Por qué nos complicamos tanto la vida a la hora de hablar de sentimientos.Nos complicamos la vida con orgullos tontos que nos alejan de las mieles del corazón. A veces no expresamos lo que sentimos, quizá porque no sea pertinente o el momento adecuado; nos ocultamos en frases que parecen no mostrar ningún tipo de interés en esa persona. ¿Por qué? ¿Miedo a que nos lastimen? ¿A ser lastimados? Parecemos "tontos" alejamos a la otra persona sin motivos, sin darnos cuenta. Cerramos la puerta. Pues no nos damos cuenta que tras esas frases de no interés...hacen que la otra persona si tiene un vago sentimiento, si pudiera llegar a cambiar algo el día de mañana o pudiera pasar algo...le hemos dado un portazo en toda la cara.

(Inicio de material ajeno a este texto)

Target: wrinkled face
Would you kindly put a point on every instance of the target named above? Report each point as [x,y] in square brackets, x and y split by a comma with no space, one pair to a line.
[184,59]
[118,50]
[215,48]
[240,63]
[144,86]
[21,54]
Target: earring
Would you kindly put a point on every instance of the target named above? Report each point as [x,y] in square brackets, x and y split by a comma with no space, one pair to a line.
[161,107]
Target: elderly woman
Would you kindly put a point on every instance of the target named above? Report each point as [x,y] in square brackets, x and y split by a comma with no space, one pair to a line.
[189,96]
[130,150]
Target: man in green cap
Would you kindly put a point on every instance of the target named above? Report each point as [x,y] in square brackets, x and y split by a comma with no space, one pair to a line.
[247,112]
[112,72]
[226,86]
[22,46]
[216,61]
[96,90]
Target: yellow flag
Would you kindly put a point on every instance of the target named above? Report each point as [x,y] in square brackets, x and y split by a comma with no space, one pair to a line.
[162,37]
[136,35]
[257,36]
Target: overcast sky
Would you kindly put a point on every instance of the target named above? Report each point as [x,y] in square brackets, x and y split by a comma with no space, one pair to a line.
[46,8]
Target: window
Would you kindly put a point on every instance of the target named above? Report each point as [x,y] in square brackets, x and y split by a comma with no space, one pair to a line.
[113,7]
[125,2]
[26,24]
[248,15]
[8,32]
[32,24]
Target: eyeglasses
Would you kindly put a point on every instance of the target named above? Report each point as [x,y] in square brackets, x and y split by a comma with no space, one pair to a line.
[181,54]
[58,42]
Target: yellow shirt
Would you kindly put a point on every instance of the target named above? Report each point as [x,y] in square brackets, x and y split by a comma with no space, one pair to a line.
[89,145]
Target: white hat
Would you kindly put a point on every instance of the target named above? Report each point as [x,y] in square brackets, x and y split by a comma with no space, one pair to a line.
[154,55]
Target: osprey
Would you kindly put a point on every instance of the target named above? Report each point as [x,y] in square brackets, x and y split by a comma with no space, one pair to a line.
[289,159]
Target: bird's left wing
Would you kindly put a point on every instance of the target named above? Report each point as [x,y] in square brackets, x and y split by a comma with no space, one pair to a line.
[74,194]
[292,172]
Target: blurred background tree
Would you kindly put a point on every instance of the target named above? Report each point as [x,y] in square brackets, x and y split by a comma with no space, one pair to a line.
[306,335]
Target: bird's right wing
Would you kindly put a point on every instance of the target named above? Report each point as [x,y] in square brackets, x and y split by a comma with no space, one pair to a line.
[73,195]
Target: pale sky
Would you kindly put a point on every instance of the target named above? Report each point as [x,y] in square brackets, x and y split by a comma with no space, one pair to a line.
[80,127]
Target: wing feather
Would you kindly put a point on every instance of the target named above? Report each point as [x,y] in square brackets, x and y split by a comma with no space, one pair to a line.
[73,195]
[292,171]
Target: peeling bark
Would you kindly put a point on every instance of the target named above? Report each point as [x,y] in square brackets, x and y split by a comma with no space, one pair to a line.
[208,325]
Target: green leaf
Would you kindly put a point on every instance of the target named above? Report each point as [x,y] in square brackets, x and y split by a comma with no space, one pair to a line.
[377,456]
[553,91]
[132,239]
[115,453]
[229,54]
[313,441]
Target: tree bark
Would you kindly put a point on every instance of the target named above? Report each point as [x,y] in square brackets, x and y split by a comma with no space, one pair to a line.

Nos aseguramos las espaldas para no decir que yo te quiero y tu a mi no. ¿A que tenemos miedo? No decimos palabras..¿no vayan a ser mal interpretadas?. Parece que les tenemos miedo a los sentimientos, a mostrarlos sin censura, a demostrarle a alguien que es importante para nosotros y que están en nuestro pensamiento.
Y yo me pregunto ¿De que vale esto? Nos pasamos, guardando y guardando, como quien atesora grandes cantidades de dinero, aun sabiendo que lo que tiene puede calmar la angustia de otros. No tiene ningún sentido, los sentimientos es lo que nos hace humanos, qué riqueza mayor hay que esta, que dar todo lo que somos y poder compartirlo. Parece que la vida se transforma en una guerra en la que gana no quien ama más, sino quien “demuestra” menos. Parece que nos dedicamos a medir los sentimientos....Cuando en verdad alguien está esperando una calurosa sonrisa, alguien quiere escuchar que le amas, alguien quiere sentir tu calor, alguien quiere que le abraces el alma. No te olvides que uno de los placeres más bellos de la vida es dar lo mejor de nosotras y permitir que los demás hagan lo mismo.